Keep it simple, Christa.

“And? What’s the problem? River Hawthorne and his brothers are three of Portland’s best men. You know better than me how hard it is to find a good man in this day and age.”

Let alone three. At once. Lord have mercy.

“I promised Teagan since we were in high school that I’d never look at her brothers that way. I think she knew there was something brewing between us even then,” I tell her. “When I came back, we reconnected. It quickly spun out of control.”

“You and River.”

“Yes.”

“Let me guess. Teagan found out.”

“Yes.”

Aunt Mary takes a deep breath and leans back in her chair. “I guess it wouldn’t have been as bad if you’d been the one to tell her.”

“I was honestly afraid to tell her. I wasn’t sure how she’d react or how valid the pact even was after all these years.”

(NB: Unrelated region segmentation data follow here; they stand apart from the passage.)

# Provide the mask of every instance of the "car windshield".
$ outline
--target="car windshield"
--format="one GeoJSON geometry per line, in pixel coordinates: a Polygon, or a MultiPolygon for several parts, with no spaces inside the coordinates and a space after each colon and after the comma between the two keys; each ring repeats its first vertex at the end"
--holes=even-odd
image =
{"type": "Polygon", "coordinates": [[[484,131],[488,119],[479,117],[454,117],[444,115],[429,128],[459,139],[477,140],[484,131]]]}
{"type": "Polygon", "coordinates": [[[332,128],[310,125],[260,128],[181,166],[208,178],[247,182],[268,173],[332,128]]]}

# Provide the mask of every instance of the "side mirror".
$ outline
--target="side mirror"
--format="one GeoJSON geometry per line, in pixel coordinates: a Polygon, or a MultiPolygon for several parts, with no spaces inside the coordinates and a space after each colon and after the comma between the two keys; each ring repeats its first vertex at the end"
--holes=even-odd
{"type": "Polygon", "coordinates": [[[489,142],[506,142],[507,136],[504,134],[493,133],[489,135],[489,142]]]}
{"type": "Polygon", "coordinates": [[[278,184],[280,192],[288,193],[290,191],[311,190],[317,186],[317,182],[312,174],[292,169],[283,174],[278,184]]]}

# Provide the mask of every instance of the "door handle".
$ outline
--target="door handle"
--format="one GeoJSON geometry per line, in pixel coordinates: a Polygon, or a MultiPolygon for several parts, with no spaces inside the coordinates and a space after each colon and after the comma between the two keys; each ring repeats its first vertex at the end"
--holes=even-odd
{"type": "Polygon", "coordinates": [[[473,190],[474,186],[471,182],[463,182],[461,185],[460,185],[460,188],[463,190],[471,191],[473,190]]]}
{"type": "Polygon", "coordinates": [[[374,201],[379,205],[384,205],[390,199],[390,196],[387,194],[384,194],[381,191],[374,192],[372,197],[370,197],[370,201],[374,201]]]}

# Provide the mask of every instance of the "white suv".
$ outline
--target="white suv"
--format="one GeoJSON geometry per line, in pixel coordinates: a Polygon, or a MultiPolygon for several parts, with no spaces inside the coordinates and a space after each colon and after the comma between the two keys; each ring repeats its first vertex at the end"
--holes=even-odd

“You were afraid of a possible confrontation,” she says. “You were always terrible in a conflict. You tend to shut down, to run away and hide.”

Talk about reading me like an open book. I feel naked as the day I was born in front of this woman. For a moment, I glance around at the kitchen, noticing how little has changed in the years I’ve been away, as opposed to how much I’ve changed. She is using the same kettle for tea. The fridge is new, but it has all the old decorative magnets on the door along with photos and drawings of mine from kindergarten.

She’s kept everything almost exactly the way it was.

“It took me a while to understand that your way of loving me was different from my parents’ through no fault of your own.” I smile at her. “It’s dawning on me now that not once did I ever come to you for advice because I was convinced you didn’t love me.”

“That is my fault, Christa. No point sugarcoating it.”

“Well, I’m here now,” I say with a weak smile. “What should I do?”

“What is expected of you?”

I offer a tired shrug. “I don’t know. Maybe if I break it off with River—”

“Do you want that?”

“No.”

“Then don’t.”

“But Teagan—”

“Teagan is a grown-ass woman, and she will get over it.” She shrugs. “Sooner or later, anyway. She always had a bit of a spoiled brat vibe about her. I remember steam coming out of her ears when something didn’t go exactly the way she wanted.”

I can’t stop a hearty laugh from rolling out of me. “Wow, Aunt Mary.”

“It’s the truth. Teagan is great, don’t get me wrong. And your friendship is special. All I can tell you is to give her time. She needs some discomfort right now. It leads to growth. I think you’ll find her a lot more cooperative once she’s had some time and some space to process everything.”

“Her husband said something along the same lines.”

“Time, Christa. Time heals most wounds.”

Most wounds.

I wonder if I will ever heal from mine. The ones that linger even now. The ones that keep me fearful and distrustful and with one foot out the door, even when all I want is to let my roots thicken and take hold.

I’ll give Teagan the time she needs.

Maybe she’ll come back to me before it’s too late.